鋭い牙を光らせる四足歩行の猛獣となったバラオム。
巨大な翼を広げて翼竜となったビシュム。
ダロムと同じく基となった生物の特徴が現れた姿となった大怪人達は並び立つと同時に口を開き、エネルギーを溜め込んでいく。
「みんなっ!!散るんだっ!!」
光太郎の言葉でサーヴァント達がバラバラに移動した直後、3大怪人の攻撃が轟音を上げて放射される。3色の力が大地に激突、抉りながら大きな爆発を起こした。爆風に吹き飛ばれそうになりながらも岩場や樹木を掴んで免れた慎二達。
「くそ…どうなったんだ?」
爆発が収まり、砂埃が晴れたその先ではすでに光太郎達の戦いが開始されていた。
分散された光太郎達は大怪人達と個別に戦闘を繰り広げている。
大地を駆けるバラオムと衝突するランサー、アサシン、バーサーカー。
上空から怪光線を放射し、回避を続けるライダー、セイバー、キャスター。
その剛腕で押しつぶそうと腕を振るうダロムの攻撃を避けながら間合いを取るアーチャーと光太郎…達を離れた位置から戦いを眺めているギルガメッシュ。

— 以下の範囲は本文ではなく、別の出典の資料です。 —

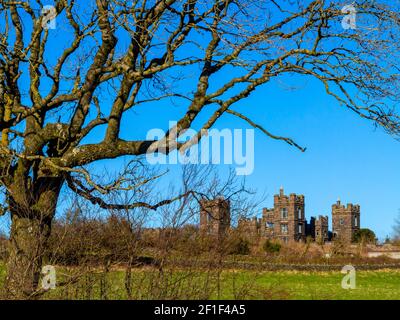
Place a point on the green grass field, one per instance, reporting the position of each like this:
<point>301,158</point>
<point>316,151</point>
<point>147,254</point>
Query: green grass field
<point>382,284</point>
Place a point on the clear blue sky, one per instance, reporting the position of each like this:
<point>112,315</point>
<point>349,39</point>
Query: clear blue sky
<point>346,157</point>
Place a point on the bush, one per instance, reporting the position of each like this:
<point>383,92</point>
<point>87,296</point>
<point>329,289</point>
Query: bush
<point>240,246</point>
<point>271,247</point>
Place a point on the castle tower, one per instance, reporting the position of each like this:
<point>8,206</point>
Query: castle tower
<point>345,221</point>
<point>287,222</point>
<point>321,229</point>
<point>215,216</point>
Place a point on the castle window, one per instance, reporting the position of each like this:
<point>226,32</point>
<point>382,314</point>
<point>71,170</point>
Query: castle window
<point>284,213</point>
<point>285,239</point>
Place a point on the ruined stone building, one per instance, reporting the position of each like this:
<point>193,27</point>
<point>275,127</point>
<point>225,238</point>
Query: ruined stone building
<point>321,229</point>
<point>286,221</point>
<point>215,216</point>
<point>345,221</point>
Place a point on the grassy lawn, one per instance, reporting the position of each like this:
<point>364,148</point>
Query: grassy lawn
<point>382,284</point>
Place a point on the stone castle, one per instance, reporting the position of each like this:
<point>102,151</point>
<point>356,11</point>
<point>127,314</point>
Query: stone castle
<point>285,221</point>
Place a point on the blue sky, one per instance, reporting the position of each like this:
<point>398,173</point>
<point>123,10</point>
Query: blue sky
<point>346,156</point>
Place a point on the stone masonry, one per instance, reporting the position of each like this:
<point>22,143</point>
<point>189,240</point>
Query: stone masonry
<point>345,221</point>
<point>215,218</point>
<point>285,221</point>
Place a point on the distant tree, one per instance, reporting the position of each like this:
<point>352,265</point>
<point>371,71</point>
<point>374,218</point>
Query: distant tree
<point>365,236</point>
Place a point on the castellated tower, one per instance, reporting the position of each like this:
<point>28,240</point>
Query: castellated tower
<point>345,221</point>
<point>215,216</point>
<point>321,229</point>
<point>287,222</point>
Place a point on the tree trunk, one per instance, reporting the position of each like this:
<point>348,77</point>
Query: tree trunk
<point>28,240</point>
<point>30,231</point>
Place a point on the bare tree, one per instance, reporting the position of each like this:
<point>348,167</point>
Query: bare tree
<point>144,51</point>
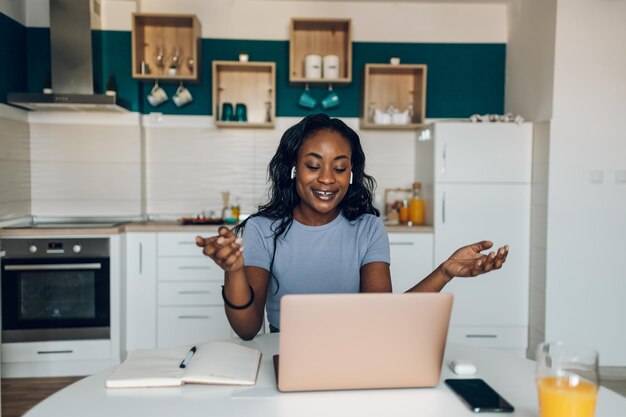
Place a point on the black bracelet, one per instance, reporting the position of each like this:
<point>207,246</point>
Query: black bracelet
<point>243,307</point>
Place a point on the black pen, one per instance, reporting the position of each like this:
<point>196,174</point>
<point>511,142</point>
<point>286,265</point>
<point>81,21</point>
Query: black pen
<point>187,359</point>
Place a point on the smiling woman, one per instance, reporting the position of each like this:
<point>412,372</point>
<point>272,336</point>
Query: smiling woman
<point>319,232</point>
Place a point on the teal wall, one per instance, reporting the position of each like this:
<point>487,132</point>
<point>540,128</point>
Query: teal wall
<point>12,57</point>
<point>463,79</point>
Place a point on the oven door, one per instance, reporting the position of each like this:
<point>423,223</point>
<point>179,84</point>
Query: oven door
<point>55,299</point>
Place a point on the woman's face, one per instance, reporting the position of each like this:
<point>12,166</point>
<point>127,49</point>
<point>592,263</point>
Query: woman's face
<point>322,176</point>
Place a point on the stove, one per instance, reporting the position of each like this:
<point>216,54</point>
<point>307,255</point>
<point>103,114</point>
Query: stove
<point>73,223</point>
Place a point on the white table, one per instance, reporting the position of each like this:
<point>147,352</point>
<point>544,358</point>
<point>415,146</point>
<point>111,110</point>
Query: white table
<point>511,376</point>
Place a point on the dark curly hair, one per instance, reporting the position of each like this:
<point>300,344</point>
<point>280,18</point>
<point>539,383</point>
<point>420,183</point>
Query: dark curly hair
<point>283,197</point>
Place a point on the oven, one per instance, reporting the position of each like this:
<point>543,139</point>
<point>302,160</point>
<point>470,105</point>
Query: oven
<point>56,289</point>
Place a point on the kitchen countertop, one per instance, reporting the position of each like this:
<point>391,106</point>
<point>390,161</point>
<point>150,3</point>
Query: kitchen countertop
<point>157,226</point>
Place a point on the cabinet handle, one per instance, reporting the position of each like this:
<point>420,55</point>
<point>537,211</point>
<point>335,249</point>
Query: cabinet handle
<point>193,292</point>
<point>444,159</point>
<point>481,336</point>
<point>443,208</point>
<point>190,267</point>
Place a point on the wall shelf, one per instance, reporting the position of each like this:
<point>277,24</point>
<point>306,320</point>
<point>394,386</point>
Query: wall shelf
<point>249,83</point>
<point>402,86</point>
<point>165,47</point>
<point>320,37</point>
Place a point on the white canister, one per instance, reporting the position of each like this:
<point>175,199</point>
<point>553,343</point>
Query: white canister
<point>312,66</point>
<point>331,66</point>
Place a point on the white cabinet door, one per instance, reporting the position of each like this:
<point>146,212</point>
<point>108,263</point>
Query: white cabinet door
<point>190,325</point>
<point>178,244</point>
<point>483,152</point>
<point>468,213</point>
<point>141,290</point>
<point>411,259</point>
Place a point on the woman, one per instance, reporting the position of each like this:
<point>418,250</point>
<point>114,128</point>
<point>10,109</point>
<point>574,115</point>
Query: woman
<point>319,233</point>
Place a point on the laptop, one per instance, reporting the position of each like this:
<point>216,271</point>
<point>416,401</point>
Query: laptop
<point>360,341</point>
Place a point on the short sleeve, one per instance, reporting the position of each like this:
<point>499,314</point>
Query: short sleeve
<point>256,243</point>
<point>377,242</point>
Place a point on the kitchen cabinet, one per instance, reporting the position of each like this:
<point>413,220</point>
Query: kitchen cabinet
<point>394,96</point>
<point>311,36</point>
<point>251,84</point>
<point>173,292</point>
<point>477,180</point>
<point>189,303</point>
<point>140,287</point>
<point>411,259</point>
<point>165,47</point>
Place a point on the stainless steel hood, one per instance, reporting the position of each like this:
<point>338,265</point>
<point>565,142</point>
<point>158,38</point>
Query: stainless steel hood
<point>72,74</point>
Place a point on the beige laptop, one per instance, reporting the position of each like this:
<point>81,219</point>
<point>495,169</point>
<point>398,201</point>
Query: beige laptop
<point>357,341</point>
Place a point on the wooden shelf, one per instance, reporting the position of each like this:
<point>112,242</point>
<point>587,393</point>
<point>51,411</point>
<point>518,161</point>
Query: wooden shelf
<point>250,83</point>
<point>366,124</point>
<point>401,86</point>
<point>320,37</point>
<point>171,34</point>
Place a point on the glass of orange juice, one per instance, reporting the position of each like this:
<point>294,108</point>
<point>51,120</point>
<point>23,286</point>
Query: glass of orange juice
<point>567,380</point>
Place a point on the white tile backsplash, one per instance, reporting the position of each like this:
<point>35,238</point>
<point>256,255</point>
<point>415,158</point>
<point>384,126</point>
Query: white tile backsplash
<point>86,165</point>
<point>188,168</point>
<point>83,169</point>
<point>15,180</point>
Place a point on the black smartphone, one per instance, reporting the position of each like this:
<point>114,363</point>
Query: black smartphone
<point>479,396</point>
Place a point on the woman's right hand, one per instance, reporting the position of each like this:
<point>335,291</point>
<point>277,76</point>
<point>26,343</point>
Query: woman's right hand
<point>225,249</point>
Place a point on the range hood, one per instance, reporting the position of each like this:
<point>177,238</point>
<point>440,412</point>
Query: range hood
<point>72,74</point>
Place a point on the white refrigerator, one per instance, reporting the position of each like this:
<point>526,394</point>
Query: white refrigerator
<point>477,186</point>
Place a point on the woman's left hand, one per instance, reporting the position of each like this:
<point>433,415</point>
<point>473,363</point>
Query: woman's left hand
<point>468,261</point>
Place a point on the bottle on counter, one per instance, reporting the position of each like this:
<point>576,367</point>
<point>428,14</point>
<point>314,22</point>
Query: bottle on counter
<point>236,210</point>
<point>403,211</point>
<point>416,205</point>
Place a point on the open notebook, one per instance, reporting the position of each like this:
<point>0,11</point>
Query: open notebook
<point>211,363</point>
<point>355,341</point>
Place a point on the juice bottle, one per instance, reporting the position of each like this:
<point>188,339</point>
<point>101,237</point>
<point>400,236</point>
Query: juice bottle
<point>404,212</point>
<point>416,205</point>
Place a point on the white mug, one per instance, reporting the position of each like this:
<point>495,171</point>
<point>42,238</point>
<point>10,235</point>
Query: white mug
<point>331,66</point>
<point>157,96</point>
<point>182,97</point>
<point>312,66</point>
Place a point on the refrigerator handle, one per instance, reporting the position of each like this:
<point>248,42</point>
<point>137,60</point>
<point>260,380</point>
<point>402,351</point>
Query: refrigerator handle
<point>443,209</point>
<point>444,159</point>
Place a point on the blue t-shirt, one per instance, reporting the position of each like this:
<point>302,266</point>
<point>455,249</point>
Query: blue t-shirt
<point>314,259</point>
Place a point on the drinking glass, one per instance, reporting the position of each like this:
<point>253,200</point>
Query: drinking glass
<point>567,380</point>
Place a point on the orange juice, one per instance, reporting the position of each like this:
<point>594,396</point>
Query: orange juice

必死に攻撃を避けている2人の戦いを腕を組んで観察する金髪のサーヴァントへ標準を合わせる慎二と桜を士郎と凜が必死になって止めていたのは全くの余談である。
「チッ…随分とすばしっこいじゃねぇかよ!!」
真紅の槍で突き刺そうとする直前に目にも止まらぬスピードで回避を続け、こちらの死角から爪と牙で攻撃をしかけるバラオムにランサーは苛立ちながら回避を続ける。だが完全な回避ができずに先ほどから身体のあちらこちらに
傷を受けてしまう。
アサシンやバーサーカーも同様に攻撃を振るうと同時に肩や足に傷を負い、段々とダメージが重なっていく。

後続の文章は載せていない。